Título: Saem os juros, entra o pré-sal
Autor: Duarte, Patrícia; Paul, Gustavo
Fonte: O Globo, 04/09/2008, Economia, p. 23

O governo estuda livrar a Petrobras da obrigação de contribuir para a formação dos superávits primário (economia do governo antes do pagamento de juros da dívida) e nominal. A equipe econômica entende que é o melhor a ser feito, ainda mais com as perspectivas bilionárias das reservas dos megacampos, que demandarão bilhões de dólares de investimentos. A discussão faz parte das mudanças no cálculo das contas públicas, anunciadas recentemente pelo Ministério da Fazenda. Mais do que adequar as contas às normas internacionais, as mudanças visam a aumentar a capacidade de investimentos da Petrobras na exploração do petróleo da camada do pré-sal.

Sem essa amarra, a estatal poderia aumentar sua capacidade de investimentos em pelo menos mais de R$10 bilhões ao ano, numa conta simples. Esse montante é quase um terço superior ao previsto nos planos de investimentos da Petrobras, que somam US$112,4 bilhões entre 2008 e 2012 - ou US$22,48 bilhões ao ano, em média. Em outubro, a empresa deverá anunciar um novo plano, já contemplando o pré-sal.

Em 2007, segundo o Banco Central (BC), as estatais federais contribuíram com R$11,9 bilhões para o superávit primário do governo, que foi de R$101,606 bilhões. Dessa parcela, aproximadamente 90% - ou R$10,7 bilhões - vieram do caixa da petrolífera. A Petrobras, portanto, respondeu por cerca de 10,5% do superávit do governo. Em 2008, a contribuição da empresa deve chegar a R$12 bilhões.

Um importante integrante da equipe econômica afirmou ao GLOBO que a descoberta do petróleo no pré-sal serve como estímulo para aumentar a liberdade de a Petrobras investir. Isso significa que a nova metodologia - cujo ponto forte é passar a considerar o superávit nominal (receitas menos despesas, incluindo o pagamento de juros), não mais o primário - vai além do argumento oficial de se adequar às normas internacionais.

- É importante para a empresa neste momento de novas descobertas - disse a fonte.

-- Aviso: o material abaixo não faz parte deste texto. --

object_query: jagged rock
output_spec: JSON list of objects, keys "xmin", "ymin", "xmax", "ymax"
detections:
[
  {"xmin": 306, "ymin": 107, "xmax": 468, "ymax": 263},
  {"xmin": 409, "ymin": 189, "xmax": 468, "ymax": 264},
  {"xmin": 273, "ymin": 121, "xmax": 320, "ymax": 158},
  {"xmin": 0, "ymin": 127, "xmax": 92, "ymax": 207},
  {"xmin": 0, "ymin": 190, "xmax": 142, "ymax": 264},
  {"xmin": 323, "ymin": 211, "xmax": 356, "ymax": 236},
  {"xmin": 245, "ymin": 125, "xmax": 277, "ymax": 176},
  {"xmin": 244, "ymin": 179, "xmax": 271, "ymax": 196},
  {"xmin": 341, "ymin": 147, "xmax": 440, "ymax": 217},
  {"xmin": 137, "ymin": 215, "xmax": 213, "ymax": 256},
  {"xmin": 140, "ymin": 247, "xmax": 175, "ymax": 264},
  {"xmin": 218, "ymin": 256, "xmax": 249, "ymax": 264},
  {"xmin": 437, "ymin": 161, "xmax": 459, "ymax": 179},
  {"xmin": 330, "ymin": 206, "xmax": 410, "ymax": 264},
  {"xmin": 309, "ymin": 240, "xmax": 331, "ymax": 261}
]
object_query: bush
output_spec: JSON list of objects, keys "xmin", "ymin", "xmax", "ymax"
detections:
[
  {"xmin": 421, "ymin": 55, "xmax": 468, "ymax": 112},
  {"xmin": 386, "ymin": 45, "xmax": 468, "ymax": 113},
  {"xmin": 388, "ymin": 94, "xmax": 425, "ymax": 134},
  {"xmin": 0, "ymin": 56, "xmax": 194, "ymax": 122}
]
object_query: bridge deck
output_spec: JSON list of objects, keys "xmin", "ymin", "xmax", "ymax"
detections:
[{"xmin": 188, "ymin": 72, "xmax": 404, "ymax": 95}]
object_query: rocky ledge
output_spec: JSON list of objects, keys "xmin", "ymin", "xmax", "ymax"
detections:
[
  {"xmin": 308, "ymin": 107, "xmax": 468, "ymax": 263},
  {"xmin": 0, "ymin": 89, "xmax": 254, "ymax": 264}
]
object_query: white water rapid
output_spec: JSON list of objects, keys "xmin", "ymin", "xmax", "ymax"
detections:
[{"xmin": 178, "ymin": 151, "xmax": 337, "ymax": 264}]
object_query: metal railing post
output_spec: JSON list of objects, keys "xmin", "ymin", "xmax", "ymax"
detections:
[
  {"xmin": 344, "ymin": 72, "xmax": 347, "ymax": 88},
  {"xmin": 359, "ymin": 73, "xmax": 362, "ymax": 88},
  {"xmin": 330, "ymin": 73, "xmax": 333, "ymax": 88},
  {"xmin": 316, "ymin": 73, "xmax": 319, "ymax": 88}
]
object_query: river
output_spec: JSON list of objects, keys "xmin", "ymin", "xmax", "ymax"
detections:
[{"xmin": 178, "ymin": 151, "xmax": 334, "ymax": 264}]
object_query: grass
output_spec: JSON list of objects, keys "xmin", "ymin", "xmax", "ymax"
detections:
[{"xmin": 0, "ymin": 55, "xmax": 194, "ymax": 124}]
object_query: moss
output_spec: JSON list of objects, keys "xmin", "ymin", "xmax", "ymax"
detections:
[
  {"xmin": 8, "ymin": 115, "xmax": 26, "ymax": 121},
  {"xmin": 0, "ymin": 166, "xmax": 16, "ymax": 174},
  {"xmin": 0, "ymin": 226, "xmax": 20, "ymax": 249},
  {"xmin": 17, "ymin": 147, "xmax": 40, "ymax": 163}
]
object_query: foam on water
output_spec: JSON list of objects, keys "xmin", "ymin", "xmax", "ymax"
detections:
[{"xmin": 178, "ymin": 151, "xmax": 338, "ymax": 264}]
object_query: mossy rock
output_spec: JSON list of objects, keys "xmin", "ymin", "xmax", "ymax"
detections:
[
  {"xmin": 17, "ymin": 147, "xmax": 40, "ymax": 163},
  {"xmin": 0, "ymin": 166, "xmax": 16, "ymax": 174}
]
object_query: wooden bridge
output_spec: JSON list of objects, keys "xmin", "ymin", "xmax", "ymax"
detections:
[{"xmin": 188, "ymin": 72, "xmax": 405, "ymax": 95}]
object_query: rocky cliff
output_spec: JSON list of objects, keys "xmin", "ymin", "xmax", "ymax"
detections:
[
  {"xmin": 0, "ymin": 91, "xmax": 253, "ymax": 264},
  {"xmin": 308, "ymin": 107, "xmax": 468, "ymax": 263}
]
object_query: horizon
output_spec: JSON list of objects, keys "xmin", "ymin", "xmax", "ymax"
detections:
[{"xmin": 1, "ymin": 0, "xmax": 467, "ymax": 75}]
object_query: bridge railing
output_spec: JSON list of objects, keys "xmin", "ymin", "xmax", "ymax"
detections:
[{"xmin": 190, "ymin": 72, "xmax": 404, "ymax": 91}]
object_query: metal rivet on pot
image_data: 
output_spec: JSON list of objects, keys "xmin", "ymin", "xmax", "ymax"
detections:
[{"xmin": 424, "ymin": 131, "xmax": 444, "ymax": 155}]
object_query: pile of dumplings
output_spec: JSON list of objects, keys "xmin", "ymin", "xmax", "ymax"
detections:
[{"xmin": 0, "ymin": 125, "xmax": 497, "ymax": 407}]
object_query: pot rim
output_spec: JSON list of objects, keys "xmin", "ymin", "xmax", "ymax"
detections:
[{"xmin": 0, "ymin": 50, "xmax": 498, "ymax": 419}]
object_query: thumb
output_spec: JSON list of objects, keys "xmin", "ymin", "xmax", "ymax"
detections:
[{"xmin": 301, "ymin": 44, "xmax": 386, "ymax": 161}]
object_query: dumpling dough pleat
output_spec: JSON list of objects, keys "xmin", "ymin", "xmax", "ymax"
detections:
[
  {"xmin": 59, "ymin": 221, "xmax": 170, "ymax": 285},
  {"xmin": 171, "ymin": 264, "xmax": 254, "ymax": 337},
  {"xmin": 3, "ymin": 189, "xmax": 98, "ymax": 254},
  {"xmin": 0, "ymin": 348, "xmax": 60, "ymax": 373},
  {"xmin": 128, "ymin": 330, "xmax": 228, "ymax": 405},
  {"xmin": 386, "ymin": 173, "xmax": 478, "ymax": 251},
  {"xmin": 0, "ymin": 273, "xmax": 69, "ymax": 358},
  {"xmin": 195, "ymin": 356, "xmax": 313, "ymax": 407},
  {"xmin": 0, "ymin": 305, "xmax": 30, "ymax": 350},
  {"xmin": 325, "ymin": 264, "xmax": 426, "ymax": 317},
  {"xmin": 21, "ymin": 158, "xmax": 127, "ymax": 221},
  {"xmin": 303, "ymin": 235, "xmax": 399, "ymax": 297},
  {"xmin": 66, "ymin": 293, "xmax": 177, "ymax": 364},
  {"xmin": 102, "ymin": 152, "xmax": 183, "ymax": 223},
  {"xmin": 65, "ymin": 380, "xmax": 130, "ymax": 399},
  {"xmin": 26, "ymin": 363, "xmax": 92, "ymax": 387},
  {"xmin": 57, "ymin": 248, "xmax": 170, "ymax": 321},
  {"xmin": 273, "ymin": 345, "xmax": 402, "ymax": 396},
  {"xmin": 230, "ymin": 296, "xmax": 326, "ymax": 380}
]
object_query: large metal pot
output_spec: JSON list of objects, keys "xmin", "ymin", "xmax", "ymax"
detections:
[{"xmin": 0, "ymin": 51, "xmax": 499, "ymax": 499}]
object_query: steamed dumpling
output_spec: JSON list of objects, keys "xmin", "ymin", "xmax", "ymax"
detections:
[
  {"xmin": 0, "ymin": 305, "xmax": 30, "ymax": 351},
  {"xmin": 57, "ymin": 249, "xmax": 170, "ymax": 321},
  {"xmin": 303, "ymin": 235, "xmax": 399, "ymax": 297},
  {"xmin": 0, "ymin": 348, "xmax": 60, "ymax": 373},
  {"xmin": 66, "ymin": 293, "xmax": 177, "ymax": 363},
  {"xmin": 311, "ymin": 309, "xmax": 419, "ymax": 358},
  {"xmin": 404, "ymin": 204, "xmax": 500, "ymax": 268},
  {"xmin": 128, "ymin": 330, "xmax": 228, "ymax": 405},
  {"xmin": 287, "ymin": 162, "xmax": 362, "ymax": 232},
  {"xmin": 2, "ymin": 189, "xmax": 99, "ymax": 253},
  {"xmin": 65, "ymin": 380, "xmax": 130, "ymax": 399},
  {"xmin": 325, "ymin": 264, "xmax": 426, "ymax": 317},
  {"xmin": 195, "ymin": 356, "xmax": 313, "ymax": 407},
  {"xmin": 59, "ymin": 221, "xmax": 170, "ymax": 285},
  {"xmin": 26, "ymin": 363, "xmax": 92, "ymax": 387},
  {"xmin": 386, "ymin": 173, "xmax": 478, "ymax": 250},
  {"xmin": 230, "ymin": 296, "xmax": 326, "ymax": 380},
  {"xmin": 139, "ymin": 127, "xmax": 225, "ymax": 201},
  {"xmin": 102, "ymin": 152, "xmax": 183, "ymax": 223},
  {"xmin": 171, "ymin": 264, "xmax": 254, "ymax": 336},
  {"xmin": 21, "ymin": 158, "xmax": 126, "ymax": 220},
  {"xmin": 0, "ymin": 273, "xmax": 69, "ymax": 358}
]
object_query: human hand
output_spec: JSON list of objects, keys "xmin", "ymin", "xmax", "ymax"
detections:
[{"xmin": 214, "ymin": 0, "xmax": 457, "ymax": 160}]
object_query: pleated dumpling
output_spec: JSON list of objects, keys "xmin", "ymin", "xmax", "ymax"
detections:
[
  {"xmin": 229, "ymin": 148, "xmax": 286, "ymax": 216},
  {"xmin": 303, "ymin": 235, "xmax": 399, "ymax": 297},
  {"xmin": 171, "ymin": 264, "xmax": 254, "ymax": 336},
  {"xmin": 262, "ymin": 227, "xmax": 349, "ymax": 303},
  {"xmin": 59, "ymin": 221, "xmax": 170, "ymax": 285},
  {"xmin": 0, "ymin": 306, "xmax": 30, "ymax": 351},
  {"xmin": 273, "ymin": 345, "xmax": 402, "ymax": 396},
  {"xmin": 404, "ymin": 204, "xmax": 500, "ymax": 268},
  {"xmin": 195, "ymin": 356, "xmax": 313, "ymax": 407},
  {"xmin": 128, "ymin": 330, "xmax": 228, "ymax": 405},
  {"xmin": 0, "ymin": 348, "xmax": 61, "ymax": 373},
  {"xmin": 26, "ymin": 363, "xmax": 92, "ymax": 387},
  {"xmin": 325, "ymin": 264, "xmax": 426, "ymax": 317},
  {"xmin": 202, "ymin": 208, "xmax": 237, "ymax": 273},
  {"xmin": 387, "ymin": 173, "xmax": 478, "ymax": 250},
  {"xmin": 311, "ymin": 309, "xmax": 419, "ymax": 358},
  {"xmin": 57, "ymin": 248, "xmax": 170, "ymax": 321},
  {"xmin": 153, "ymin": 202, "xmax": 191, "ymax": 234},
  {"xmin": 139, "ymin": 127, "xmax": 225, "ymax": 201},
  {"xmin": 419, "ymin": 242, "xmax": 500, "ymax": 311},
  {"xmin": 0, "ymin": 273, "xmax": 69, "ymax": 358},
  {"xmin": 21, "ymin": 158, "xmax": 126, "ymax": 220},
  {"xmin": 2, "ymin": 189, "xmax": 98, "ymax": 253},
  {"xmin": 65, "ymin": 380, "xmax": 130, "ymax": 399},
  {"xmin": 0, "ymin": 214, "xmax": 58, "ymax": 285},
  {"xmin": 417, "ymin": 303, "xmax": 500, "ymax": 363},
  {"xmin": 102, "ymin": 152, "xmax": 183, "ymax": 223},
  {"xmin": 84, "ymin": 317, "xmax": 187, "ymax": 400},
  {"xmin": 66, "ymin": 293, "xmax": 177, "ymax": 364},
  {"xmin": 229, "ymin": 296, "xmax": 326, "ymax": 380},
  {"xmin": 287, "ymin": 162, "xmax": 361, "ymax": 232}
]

Investimento pode ser problema para as contas

A empresa tem a mesma opinião. A proposta de aumento de capital da estatal, feita à comissão interministerial que estuda as novas regras do petróleo, defende a mudança na contabilidade. A estatal deixaria de contribuir com o superávit primário para ser incorporada às contas públicas como patrimônio da União. O aumento de capital, com injeção de recursos no caixa da estatal, reduz o endividamento da empresa.

- Ficará difícil, com a necessidade de crescimento dos investimentos, acumular caixa para atender ao governo no futuro - diz uma fonte com trânsito na diretoria da Petrobras.

A incorporação da empresa ao patrimônio da União também reduz a proporção da dívida líquida do governo, melhorando o desempenho das contas nacionais. Além disso, a contabilidade atual é considerada "ingrata e distorcida", pois coloca o caixa da estatal como se este estivesse à disposição do governo. Submetidos atualmente à lógica do orçamento federal, os investimentos da Petrobras são considerados despesas de recursos públicos. Levando-se em conta o grande volume de recursos para o pré-sal, isso poderia se transformar em um problema para as contas públicas.

Hoje, com União, estados e municípios, as estatais federais, estaduais e municipais entram no cálculo dos resultados primários e nominais do país. Em 2007, o superávit primário representou 3,97% do PIB.

Ainda não se sabe o exato tamanho das reservas do pré-sal, mas especialistas estimam de 50 bilhões a 70 bilhões de barris, o que representa cinco vezes as reservas atuais.

- Se a Petrobras sair do superávit, será uma boa notícia. Ela dependeria menos do governo para investir - afirmou o analista Luiz Otávio Broad, da corretora Ágora.

Para explorar tanto petróleo, em profundidade jamais alcançada, calcula-se que serão necessários investimentos de mais de US$500 bilhões no período de concessão.

Alguns especialistas não acreditam que a retirada da Petrobras na formação dos superávits irá ajudá-la a investir mais. Para o analista de petróleo da corretora Unibanco, Vladimir Pinto, a estatal já tem espaço suficiente para ampliar seus investimentos e seu endividamento:

- Dá para imaginar a Petrobras com planos de investimentos de até US$200 bilhões em cinco anos.